Wednesday, November 25, 2009

Health

No Better Health Bargain

By Amanda Spake
Posted 1/8/06
Page 3 of 5

Weight loss was not the point of the study; the WHI is evaluating the effect of a low-fat diet on breast and colorectal cancer. "But a major dietary intervention study like this with such modest weight change underscores the dismal track record of failure to find dietary interventions that promote long-term weight loss," says Dansinger. Barbara Howard, president of the MedStar Research Institute, who led the WHI study, sees it differently. She was encouraged that some women increased their servings of fruit and vegetables to five a day, and notes that those were the women who lost the most weight. "It's hard for people to make changes," says Howard. "We need to be realistic in terms of what dietary modifications are possible."

Biology seems to work against long-term weight loss. Michael Rosenbaum, an associate professor of clinical medicine at the Columbia College of Physicians and Surgeons, believed leptin, a hormone secreted by fat cells, might be the culprit causing weight regain after dieting. "When your leptin level is low for you--and it's different for everybody--your body reacts by lowering your energy expenditure, increasing the efficiency of your muscles, and favoring restoration of leptin levels to their usual values," says Rosenbaum. That seems to trigger the weight return.

And there is no evidence that a previously fat body ever becomes accustomed to the drop in leptin. Rosenbaum points to the successful losers in the ongoing National Weight Control Registry, some 5,000 people who have lost 30 pounds or more and maintained the loss for at least a year. Registry participants used every imaginable diet. But maintaining their losses is a major effort. Most eat a low-calorie, low-fat diet, record food intake, and exercise an hour a day or more to override their bodies'biological drive to regain. "A person who maintains even a small degree of weight loss has done an amazing thing," Rosenbaum says. "Evolution favors fatness."

Diet yo-yo. That may be why some research indicates that frequent dieting leads to weight gain. In a 2004 study in the Journal of the American Dietetic Association of 149 obese women, those who had dieted before age 14 were more than twice as likely to have dieted 20 times or more and had the highest BMIs. The vast majority of the women, 79 percent, had not been able to maintain any permanent weight loss, though 9 percent kept off a loss of 20 pounds or more. Joanne Ikeda, a nutrition specialist at the University of California-Berkeley and the lead author of the study, says that these women had become very vulnerable to yo-yo dieting, which often leads to higher permanent weights. "There is a subset of people," says Ikeda, "and we can't identify those people yet, but their bodies become more and more efficient at fat storage and they become less able to take weight off."
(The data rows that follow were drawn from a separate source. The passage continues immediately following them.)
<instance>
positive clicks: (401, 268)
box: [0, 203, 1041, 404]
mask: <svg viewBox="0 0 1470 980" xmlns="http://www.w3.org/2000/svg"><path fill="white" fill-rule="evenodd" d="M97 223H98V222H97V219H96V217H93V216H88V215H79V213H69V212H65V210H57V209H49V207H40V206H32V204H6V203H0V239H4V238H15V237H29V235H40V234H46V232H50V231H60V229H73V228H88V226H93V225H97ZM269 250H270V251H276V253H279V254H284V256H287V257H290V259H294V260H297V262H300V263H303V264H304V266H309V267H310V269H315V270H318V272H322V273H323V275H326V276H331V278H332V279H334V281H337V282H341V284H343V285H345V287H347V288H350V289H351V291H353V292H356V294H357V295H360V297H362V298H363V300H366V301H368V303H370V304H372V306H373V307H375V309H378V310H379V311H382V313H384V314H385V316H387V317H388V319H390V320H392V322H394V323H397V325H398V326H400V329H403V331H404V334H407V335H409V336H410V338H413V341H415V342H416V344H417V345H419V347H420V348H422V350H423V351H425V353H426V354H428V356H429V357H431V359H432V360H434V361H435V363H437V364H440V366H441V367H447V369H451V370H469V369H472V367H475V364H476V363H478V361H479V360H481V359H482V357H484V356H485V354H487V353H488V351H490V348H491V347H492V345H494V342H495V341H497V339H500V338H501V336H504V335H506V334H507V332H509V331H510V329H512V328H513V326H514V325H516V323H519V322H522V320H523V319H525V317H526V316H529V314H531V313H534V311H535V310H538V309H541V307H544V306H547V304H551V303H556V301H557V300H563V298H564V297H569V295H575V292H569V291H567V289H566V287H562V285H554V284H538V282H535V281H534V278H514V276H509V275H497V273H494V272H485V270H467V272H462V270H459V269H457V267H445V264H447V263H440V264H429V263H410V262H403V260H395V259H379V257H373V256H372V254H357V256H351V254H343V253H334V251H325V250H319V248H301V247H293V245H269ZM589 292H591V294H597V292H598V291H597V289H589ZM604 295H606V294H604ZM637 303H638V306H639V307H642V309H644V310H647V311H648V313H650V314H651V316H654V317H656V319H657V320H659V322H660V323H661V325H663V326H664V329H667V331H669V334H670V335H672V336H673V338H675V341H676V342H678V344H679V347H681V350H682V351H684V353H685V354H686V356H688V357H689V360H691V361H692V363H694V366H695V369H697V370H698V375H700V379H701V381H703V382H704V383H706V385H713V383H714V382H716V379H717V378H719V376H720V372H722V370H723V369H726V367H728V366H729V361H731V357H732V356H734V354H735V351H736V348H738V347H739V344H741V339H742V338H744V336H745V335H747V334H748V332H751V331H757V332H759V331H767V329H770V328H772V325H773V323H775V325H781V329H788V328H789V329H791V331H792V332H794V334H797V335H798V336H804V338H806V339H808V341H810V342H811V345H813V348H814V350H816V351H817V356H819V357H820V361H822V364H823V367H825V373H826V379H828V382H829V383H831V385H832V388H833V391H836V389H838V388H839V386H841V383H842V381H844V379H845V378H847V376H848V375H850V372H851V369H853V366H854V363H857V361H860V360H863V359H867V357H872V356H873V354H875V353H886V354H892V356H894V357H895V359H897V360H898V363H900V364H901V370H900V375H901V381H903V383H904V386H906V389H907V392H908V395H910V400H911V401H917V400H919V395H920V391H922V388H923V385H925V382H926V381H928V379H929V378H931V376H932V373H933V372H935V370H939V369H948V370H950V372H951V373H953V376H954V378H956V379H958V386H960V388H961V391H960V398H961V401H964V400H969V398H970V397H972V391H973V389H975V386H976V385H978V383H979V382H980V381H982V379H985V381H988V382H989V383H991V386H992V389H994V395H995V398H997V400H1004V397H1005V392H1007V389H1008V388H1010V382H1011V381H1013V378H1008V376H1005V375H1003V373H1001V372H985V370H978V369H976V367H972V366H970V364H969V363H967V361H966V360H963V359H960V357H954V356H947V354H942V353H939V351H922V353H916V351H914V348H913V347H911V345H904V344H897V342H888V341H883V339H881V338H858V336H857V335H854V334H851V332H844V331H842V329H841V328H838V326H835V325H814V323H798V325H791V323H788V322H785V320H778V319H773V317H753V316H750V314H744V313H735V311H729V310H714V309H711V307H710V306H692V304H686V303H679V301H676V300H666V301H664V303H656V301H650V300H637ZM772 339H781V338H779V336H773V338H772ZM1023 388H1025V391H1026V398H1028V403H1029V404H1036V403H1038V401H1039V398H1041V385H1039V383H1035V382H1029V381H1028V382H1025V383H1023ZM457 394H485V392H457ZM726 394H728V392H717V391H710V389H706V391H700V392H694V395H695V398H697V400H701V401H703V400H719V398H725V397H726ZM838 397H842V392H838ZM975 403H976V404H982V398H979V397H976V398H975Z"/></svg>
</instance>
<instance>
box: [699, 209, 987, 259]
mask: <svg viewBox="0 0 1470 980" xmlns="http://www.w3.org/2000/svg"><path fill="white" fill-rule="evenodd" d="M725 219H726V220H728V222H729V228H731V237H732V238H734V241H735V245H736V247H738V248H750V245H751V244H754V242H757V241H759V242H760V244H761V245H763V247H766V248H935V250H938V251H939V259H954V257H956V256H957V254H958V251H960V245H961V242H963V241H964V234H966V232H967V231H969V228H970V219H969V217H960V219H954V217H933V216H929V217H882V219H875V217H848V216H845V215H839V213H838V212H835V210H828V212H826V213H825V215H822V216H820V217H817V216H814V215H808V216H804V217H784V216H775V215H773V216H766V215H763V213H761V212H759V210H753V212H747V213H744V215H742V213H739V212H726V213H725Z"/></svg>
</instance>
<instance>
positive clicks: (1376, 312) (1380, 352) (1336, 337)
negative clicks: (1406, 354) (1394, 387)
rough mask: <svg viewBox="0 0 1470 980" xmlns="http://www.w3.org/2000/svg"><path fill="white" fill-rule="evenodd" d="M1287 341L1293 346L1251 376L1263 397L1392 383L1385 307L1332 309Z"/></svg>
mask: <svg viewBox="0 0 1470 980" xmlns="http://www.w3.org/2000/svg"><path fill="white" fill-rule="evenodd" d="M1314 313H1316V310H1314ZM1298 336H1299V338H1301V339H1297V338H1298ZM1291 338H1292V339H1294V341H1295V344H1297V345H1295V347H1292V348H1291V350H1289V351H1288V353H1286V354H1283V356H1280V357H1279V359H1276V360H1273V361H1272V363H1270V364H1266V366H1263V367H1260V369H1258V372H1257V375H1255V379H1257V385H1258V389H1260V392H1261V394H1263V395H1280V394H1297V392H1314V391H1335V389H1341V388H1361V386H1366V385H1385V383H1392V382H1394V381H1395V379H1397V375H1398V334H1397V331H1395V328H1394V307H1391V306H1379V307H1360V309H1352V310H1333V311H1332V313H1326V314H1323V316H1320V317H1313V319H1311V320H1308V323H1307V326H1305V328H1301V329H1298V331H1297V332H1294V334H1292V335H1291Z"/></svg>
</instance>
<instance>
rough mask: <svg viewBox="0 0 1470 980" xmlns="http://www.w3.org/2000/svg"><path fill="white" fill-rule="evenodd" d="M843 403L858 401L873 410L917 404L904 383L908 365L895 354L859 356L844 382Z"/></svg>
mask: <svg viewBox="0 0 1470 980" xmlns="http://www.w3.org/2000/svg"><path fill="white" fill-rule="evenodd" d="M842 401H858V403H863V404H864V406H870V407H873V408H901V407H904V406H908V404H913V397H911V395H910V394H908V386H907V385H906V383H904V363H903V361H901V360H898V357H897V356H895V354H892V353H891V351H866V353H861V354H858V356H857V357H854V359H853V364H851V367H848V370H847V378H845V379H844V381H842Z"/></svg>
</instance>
Still, neither biology nor yo-yo dieting tells the whole story. Genes also play a role. Older studies of twins estimated that as much as 70 percent of adult body weight is inherited. In a 2004 study, James Romeis, a professor of health services research at St. Louis University, looked at the weight of Vietnam War-era twins who were at normal weight when they entered the military and gained as they grew older. "You end up with about 50 percent of weight gain or weight change being genetically influenced," Romeis says. "So, if you were born with the genes that contribute to weight gain, then you've got to work doubly hard to take it off."